To this day, I am amazed at how much I have gleaned from listening to others speak. I have learned that almost everybody talks too much. Virtually everybody is self-conscious about their words and the eloquence of their speech. Many wonder if they matter to the rest of society as they ache inside to get the necessary encouragement from the person who's approval they have sought most of their life. If we truly admit it, we all suffer (or have suffered) from a bout of insecurity, which is a sad state for our human condition. From observation alone, it is safe to say that words and the effect of words not only have the ability to create, but to destroy as well.
When I realized this truth, I started talking again on a more regular basis. All of my fears and insecurities hit me like a brick wall as I stepped out into the unfamiliar.

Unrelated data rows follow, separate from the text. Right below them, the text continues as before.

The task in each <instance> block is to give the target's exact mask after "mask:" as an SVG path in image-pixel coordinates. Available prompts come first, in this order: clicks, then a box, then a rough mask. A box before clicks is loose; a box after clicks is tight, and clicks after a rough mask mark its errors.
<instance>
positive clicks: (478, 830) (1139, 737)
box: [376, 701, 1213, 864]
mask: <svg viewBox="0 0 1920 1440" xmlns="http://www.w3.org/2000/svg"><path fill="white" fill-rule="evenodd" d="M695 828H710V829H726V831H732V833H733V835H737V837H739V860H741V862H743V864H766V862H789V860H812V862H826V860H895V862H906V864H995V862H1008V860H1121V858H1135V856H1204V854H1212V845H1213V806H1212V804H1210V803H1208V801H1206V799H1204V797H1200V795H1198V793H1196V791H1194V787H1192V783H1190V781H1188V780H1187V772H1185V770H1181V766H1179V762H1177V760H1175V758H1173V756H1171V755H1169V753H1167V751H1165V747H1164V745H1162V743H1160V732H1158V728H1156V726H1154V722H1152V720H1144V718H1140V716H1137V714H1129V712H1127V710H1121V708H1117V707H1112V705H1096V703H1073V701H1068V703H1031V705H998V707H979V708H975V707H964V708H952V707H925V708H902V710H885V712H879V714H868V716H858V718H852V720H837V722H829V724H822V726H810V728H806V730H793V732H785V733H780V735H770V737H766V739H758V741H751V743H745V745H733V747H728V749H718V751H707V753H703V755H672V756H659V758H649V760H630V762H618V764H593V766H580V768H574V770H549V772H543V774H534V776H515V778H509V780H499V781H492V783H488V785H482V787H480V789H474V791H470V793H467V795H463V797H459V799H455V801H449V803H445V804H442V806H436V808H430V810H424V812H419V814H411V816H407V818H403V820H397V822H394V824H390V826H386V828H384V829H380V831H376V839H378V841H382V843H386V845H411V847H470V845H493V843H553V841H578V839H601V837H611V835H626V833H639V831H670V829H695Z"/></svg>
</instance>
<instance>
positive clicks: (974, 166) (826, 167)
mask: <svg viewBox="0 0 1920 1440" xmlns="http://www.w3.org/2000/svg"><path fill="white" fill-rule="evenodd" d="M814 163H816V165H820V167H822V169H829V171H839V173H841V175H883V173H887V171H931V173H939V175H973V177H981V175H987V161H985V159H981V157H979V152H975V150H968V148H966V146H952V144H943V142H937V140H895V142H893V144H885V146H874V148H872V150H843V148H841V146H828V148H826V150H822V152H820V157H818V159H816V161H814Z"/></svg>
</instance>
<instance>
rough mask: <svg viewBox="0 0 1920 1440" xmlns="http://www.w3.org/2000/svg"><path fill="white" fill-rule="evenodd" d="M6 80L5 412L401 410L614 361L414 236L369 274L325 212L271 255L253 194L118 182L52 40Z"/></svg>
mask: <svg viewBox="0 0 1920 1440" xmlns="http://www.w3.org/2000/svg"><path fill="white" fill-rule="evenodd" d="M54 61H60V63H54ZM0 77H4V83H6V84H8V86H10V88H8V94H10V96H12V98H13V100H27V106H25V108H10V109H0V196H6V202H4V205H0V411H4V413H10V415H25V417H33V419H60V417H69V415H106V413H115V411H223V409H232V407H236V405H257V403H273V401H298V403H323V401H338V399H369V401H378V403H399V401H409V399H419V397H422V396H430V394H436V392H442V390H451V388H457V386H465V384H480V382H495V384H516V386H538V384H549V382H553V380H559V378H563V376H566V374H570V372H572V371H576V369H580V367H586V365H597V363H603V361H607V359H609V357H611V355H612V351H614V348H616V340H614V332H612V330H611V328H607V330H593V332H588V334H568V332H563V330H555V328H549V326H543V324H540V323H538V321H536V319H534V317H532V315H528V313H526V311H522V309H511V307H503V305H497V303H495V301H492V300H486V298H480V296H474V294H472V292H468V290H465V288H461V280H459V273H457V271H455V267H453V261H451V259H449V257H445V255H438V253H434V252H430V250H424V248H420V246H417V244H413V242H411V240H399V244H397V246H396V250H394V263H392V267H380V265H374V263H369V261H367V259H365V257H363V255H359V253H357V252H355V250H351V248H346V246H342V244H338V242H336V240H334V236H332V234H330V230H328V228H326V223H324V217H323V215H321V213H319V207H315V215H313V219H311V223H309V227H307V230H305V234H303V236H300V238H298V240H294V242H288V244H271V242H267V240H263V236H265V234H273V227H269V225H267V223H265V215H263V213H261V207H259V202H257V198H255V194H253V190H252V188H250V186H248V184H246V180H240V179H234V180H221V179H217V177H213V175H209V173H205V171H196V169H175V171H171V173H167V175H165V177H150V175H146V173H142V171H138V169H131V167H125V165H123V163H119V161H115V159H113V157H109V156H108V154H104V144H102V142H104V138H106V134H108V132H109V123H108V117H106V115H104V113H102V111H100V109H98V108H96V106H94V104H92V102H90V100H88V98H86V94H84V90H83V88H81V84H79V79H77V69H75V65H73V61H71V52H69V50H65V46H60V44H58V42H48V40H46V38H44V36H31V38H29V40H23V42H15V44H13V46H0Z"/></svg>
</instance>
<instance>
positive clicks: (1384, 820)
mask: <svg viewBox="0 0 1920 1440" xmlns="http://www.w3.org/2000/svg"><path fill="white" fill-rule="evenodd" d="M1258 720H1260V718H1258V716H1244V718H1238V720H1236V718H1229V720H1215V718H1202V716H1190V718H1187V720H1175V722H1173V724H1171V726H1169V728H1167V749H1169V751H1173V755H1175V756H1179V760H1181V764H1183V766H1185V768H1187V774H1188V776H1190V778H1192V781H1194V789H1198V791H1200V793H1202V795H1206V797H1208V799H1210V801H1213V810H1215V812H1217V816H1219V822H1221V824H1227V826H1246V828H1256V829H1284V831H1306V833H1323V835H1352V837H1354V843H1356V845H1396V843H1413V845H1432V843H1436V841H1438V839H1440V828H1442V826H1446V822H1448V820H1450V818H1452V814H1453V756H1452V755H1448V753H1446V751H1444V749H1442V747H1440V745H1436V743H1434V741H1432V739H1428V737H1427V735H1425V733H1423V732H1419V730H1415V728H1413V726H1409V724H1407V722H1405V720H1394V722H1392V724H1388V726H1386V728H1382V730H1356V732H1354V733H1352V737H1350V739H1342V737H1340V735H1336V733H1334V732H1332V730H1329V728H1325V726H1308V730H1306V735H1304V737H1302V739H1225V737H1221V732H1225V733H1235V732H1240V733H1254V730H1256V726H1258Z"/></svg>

I found that a good healthy does of listening and talking are good for the soul, as I grow from the words I hear and create from the words I send forth.
Getting back to God's spoken word, a subject on which many people have written about, let me share with you what ultimately brought me out of my shell in order to talk again: God spoke to me. He daily whispered tender words of mercy, love, and of compassion. My understanding of how significant I am to God became clearer each moment that I chose to draw near to Him when He whispered to the depths of my soul to "come." He tells me that I am valuable, worth much, precious and beloved. Suddenly, I can't help myself when I hear those gentle affirmations from the Almighty Creator of the Universe. The sweet everythings that are communicated to my heart have healed and will continue to heal. My countenance looks upward as I shine and reflect His radiant glory, wanting the world to know what I know. To know the wondrous beauty and magnificence of God. And you know, I believe once the world knows, they too will start talking again.